A Buddhist Heart
JAPAN | Thursday, 15 May 2014 | Views [149] | Scholarship Entry
“Don’t let your hands touch your body,” he said. “Just move them around the outside, slowly. Move the energy all over.” He held my wrist and helped glide my right hand through the air, just inches above the right half of my body. I was sitting cross-legged on the soft tatami. My back stretched up against the wooden pillar he had placed me in front of because my posture was “not good enough” without something truly straight to guide my spine. I continued to sit, eyes closed, sweeping away the air in front of my face with both hands and sending it down across both sides of my body: shoulders, chest, stomach, thighs, knees, calves, feet and back up again.

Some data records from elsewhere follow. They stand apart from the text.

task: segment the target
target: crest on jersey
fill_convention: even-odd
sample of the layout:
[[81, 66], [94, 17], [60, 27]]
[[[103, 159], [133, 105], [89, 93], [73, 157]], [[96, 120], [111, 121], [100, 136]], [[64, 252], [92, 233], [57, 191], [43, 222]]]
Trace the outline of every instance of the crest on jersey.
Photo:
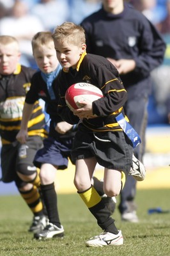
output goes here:
[[129, 36], [128, 38], [128, 44], [132, 47], [136, 44], [136, 38], [135, 36]]

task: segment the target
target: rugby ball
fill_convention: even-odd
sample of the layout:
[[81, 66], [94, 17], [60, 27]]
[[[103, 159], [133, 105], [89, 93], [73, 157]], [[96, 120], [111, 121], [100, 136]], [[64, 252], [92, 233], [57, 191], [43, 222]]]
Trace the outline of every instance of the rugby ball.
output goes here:
[[103, 97], [103, 93], [98, 87], [88, 83], [77, 83], [71, 85], [65, 93], [67, 106], [73, 111], [83, 106], [80, 100], [93, 102]]

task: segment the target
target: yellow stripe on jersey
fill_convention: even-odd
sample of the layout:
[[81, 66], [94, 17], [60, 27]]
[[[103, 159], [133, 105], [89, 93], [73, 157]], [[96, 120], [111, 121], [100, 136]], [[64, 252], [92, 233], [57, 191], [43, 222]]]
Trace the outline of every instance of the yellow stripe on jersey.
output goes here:
[[29, 131], [27, 134], [29, 136], [40, 136], [42, 138], [47, 138], [48, 136], [48, 132], [45, 129]]
[[38, 116], [35, 117], [35, 118], [31, 119], [29, 121], [27, 124], [27, 127], [30, 128], [33, 125], [35, 125], [36, 124], [40, 123], [45, 118], [45, 115], [43, 113], [40, 115]]

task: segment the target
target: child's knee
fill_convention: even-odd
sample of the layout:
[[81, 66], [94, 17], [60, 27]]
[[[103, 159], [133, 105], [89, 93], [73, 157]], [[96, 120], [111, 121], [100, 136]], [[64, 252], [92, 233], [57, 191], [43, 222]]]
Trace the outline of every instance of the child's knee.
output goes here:
[[120, 188], [115, 188], [111, 189], [104, 189], [105, 194], [109, 197], [116, 196], [118, 196], [121, 191]]

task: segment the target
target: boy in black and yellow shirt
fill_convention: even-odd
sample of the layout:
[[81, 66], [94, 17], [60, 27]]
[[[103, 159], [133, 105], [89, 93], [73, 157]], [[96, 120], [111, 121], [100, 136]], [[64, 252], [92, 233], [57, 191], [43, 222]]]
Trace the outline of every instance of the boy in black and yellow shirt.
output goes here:
[[[54, 29], [53, 38], [63, 67], [56, 83], [56, 94], [58, 90], [60, 94], [58, 113], [70, 124], [81, 120], [71, 152], [76, 166], [74, 184], [104, 230], [86, 244], [121, 245], [123, 243], [121, 232], [118, 230], [114, 220], [91, 186], [91, 178], [97, 163], [104, 167], [104, 191], [110, 197], [119, 195], [128, 174], [140, 180], [144, 179], [144, 166], [133, 156], [137, 136], [134, 140], [135, 131], [132, 127], [126, 130], [130, 127], [123, 108], [127, 92], [112, 64], [104, 57], [86, 53], [82, 27], [65, 22]], [[82, 82], [101, 89], [104, 97], [93, 102], [80, 101], [83, 107], [72, 112], [66, 106], [65, 92], [72, 84]]]
[[33, 160], [42, 147], [45, 137], [45, 116], [37, 101], [29, 124], [28, 140], [20, 144], [16, 135], [20, 130], [22, 108], [31, 79], [35, 70], [19, 63], [20, 53], [17, 40], [13, 36], [0, 36], [0, 136], [1, 180], [12, 181], [34, 214], [29, 231], [43, 228], [47, 218], [43, 212], [38, 188], [38, 170]]

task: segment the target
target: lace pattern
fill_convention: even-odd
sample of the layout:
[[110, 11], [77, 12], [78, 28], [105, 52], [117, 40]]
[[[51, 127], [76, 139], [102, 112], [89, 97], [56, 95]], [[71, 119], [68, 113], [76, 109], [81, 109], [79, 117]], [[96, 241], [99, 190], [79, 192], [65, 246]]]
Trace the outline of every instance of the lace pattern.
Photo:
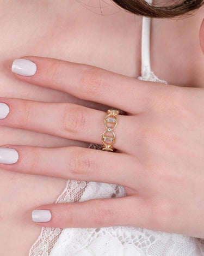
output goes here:
[[[167, 84], [152, 72], [139, 79]], [[112, 109], [114, 109], [113, 108]], [[120, 111], [120, 114], [124, 112]], [[102, 146], [91, 144], [98, 150]], [[126, 195], [122, 186], [69, 180], [56, 204], [81, 202], [94, 198]], [[202, 239], [144, 228], [115, 227], [101, 228], [42, 228], [29, 256], [204, 256]]]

I was instructed to inhale deeply through my nose, taking in all the beauty in the world. “Flowers, trees, birds, happiness. Breathe them in. You will be stronger. Now exhale slowly, all the bad things. Sadness. Watch me.” I lifted my eyelids and looked at him. Head shaved and dressed in a surgeon-scrubs-blue cotton jinbei, he inhaled deeply as he moved his hands rhythmically through the air around his body. His eyes shut behind big 70s-style aviator glasses. He then opened his mouth slightly and exhaled the longest, steadiest, slowest breath. Minutes later he opened his eyes, “Your breath can go across the world and come back to you. In Buddhism, the Universe is very big but your heart is just as big. The world, your heart, the same.”
Did he know? My first trip to Asia had my mind in chaos. The distance separating me from my world was like a lump of indigestible mochi stuck in my gut. This trip was a dream come true and yet it was making everything feel like a dream. “Am I really here?” I did as I was told. I exhaled for a long time. My mind’s eye watched my breath go northwest, across the Pacific, over the mountains, the prairies, the lake, and around the table with my family, through the city with my friends. Then, I inhaled it all back into my newly-infinite heart, deeply. I became present. The distance became manageable, the mochi a little softer.
I opened my eyes and the cinematic mist had lifted. The man before me was a monk and we were inside a temple but this was no dream. It was his world and I was in it. He led us out of the temple and into the kitchen where his wife had breakfast on the table and the family’s miniature dachshund waited, tail wagging. I sat down, famished. After all, my breath had just traveled across the world and back.